His Philadelphia Academy of Music program opened with a performance of Mozart's 33rd Symphony that lilted from beginning to end on the impulse of dance. But the Bruckner Ninth was the main event, and it did not disappoint. Over the years, Jochum's tempos have slowed down, allowing the drama of this piece -- the composer fundamentally questioning the depth of his faith -- to be ever more grippingly unfolded. In Philadelphia, Jochum made it clear that the ethereal, otherworldly closing pages of the Adagio

of this unfinished symphony were, in every way, Bruckner's valedictory.

That Adagio builds to a shattering climax full of screaming dissonances -- Bruckner, the faithful, facing the abyss. I have never heard that climax more skillfully prepared, more devastatingly delivered.

Had that been the only high point of Jochum's performance, it would have been enough. But the performance proved to be the ideal wedding of a great orchestra with a musician of extraordinary nuance, sensitivity, and insight. Together, Jochum and the magnificent Philadelphians offered a live performance by which I will be measuring all future accounts of the work.

And all my future encounters with Mahler's Seventh Symphony will have to be measured against Bernstein's series of performances with the New York Philharmonic. The orchestra and its music director emeritus have sustained an unusual, rewarding relationship over the years.
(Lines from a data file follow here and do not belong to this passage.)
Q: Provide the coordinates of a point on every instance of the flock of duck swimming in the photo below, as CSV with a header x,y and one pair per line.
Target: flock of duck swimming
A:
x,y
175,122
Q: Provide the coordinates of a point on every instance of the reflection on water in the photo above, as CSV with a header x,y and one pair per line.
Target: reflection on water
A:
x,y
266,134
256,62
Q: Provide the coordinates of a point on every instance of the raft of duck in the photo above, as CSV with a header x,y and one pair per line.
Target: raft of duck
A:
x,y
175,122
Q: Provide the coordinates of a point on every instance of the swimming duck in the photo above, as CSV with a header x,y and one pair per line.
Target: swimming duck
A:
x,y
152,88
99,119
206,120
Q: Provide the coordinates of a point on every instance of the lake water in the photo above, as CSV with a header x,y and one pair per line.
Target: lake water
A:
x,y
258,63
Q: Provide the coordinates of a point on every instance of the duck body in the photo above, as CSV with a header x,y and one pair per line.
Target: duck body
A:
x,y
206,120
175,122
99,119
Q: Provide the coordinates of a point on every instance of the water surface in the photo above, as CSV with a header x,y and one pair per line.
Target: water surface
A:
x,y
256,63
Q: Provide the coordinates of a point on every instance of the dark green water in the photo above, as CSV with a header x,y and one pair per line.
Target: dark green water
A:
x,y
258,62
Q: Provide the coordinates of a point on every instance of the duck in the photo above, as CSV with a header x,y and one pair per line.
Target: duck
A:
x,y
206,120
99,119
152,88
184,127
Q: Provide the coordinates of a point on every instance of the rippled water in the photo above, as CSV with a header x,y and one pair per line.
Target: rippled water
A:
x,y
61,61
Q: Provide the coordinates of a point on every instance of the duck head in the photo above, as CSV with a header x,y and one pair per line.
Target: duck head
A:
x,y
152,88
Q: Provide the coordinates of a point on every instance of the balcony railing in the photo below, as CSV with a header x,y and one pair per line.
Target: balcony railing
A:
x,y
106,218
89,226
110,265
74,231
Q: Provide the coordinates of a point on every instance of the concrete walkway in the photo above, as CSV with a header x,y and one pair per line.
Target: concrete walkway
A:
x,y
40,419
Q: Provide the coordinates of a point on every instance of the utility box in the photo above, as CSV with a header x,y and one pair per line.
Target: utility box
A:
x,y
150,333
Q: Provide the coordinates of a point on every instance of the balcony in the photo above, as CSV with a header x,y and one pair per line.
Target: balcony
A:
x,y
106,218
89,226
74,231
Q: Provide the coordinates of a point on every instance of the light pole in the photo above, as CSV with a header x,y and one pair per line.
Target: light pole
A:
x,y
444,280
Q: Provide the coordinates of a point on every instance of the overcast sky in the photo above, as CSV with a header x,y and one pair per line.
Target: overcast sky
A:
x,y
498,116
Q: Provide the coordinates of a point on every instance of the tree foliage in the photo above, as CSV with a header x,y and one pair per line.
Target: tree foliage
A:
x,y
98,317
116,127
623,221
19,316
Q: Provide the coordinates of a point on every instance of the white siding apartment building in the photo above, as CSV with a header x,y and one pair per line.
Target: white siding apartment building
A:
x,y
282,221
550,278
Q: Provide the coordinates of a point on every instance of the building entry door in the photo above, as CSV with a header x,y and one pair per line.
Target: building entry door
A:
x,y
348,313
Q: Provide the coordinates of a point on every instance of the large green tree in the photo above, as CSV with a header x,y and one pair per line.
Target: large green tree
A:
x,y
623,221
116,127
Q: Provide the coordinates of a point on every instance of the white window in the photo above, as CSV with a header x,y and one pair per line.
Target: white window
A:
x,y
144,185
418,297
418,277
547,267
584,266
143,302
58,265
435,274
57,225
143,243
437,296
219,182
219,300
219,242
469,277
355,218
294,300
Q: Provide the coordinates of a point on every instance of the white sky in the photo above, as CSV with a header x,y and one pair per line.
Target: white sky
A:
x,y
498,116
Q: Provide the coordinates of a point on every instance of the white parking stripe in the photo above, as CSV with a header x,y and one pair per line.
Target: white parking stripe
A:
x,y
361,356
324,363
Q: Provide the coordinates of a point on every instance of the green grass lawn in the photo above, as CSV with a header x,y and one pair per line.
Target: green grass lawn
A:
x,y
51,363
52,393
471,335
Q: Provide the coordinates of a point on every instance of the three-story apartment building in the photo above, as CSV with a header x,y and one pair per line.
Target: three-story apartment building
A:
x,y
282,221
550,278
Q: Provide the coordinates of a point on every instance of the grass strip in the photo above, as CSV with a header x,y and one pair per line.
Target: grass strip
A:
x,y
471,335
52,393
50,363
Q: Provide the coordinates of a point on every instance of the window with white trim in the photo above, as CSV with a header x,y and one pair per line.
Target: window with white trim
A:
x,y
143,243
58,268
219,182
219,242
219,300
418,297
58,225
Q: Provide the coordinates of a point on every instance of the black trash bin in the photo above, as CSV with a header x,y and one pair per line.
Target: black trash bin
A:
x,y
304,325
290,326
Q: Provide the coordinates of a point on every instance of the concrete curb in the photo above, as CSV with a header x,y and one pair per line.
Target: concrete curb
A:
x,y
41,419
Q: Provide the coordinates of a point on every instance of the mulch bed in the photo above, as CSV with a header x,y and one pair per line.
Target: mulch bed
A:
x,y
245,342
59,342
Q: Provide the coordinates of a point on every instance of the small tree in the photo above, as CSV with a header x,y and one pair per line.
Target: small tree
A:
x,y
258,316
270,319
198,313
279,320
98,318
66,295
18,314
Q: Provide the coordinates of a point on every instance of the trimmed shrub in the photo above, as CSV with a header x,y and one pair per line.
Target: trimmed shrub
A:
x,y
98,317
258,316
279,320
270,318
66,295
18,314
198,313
He demands more of the players than they are used to delivering these days, and they rose to the compliment, be it in the haunting horn playing of Philip Meyers, the richly colored clarinet playing of Stanley Drucker, or the stunning va riety in tympanist Roland Kohloff's work.

The Seventh, Mahler's most inscrutable symphony, was so ahead of its time that only now are conductors really coming to terms with it. The tone is one of unrelieved pessimism and futility, which Mahler tried ever so hard to mask -- particularly in the final movement, with its incessant, even hysterical, bursts of C major. The darkness that Bernstein highlighted in the ominous opening pages he sustained throughout the five-movement piece. He rightly saw the first movement as a phantasmagoria of funereal darkness; the middle three movements never lost continuity, because he viewed the lilting charm as ironic commentary on, rather than relief from, the fragmentation and the dark undercurrents. The finale dripped with irony, right through to the final abrupt chord that slams the door on its empty joy.
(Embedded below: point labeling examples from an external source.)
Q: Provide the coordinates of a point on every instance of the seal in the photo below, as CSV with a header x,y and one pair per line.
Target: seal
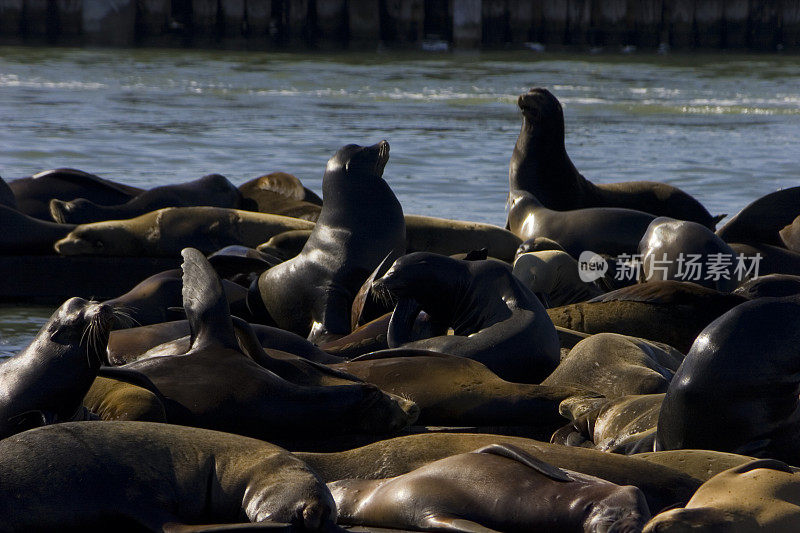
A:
x,y
496,320
145,476
762,495
25,235
164,233
360,223
604,230
737,389
280,193
761,220
212,190
216,386
688,251
34,193
46,382
499,487
670,312
540,165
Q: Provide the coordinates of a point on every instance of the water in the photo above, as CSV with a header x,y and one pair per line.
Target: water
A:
x,y
725,128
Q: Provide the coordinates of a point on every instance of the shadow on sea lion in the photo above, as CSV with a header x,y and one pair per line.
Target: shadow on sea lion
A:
x,y
45,382
164,233
671,312
360,223
495,488
541,166
737,389
33,194
217,386
496,320
212,190
141,476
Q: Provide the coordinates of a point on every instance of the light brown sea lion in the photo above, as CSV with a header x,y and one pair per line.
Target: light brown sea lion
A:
x,y
135,476
167,231
213,190
541,166
495,488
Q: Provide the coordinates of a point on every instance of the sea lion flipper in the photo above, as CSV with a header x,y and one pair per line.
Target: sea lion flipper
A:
x,y
512,452
205,303
461,525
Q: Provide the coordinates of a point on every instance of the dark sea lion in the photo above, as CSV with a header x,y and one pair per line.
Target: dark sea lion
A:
x,y
541,166
671,312
762,495
499,487
140,476
34,193
167,231
456,391
45,382
688,251
280,193
761,220
737,389
496,320
769,286
661,486
25,235
217,386
616,365
360,223
604,230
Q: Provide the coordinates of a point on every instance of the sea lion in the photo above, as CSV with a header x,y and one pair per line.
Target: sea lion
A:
x,y
541,166
212,190
616,365
604,230
670,312
554,276
281,193
141,476
33,194
762,495
45,382
216,386
496,320
688,251
360,223
737,389
164,233
661,486
456,391
499,487
25,235
761,220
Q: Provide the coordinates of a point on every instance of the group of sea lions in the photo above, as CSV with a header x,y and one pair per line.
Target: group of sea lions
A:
x,y
330,364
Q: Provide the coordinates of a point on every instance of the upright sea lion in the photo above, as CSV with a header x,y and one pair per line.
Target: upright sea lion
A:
x,y
496,320
761,220
216,386
360,223
688,251
25,235
541,166
212,190
762,495
46,382
499,487
167,231
603,230
737,389
141,476
34,193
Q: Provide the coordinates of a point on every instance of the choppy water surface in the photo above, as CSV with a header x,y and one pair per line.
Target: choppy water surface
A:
x,y
724,127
Bernstein's struggles in this symphony were mighty -- as they have to be. Particularly in last Saturday evening's performance, the orchestra was with him from beginning to end. The slight rough edges of the Philharmonic sound were exactly right for a work in which even the frankly beautiful moments are consumed by pessimism and fatalism.

There is nothing pessimistic or fatalistic about Bach's solo violin music, as Mr. Milstein so eloquently demonstrated in his Carnegie Hall recital a few weeks back. He was to have played the entire Bach D-minor Partita; at the end of his brilliant performance of the Chaconne, he did try to apologize for omitting the four other dances. But who could quibble? The unstinting outpouring of opulent tone, the inflections and minute shading differentiations on a long, arching musical line -- all made this perf ormance communicate the expansive structure and emotional scope of the music.

Not for Milstein the dry, lightweight, characterless approach many of the younger generation take today. He digs into his instrument, coaxing out a symphony of colors, timbres, and shadings to let the music work its magic. It is as if his violin were plugged directly into his heart; through him, Bach took on a thrilling immediacy that one rarely encounters in the concert hall.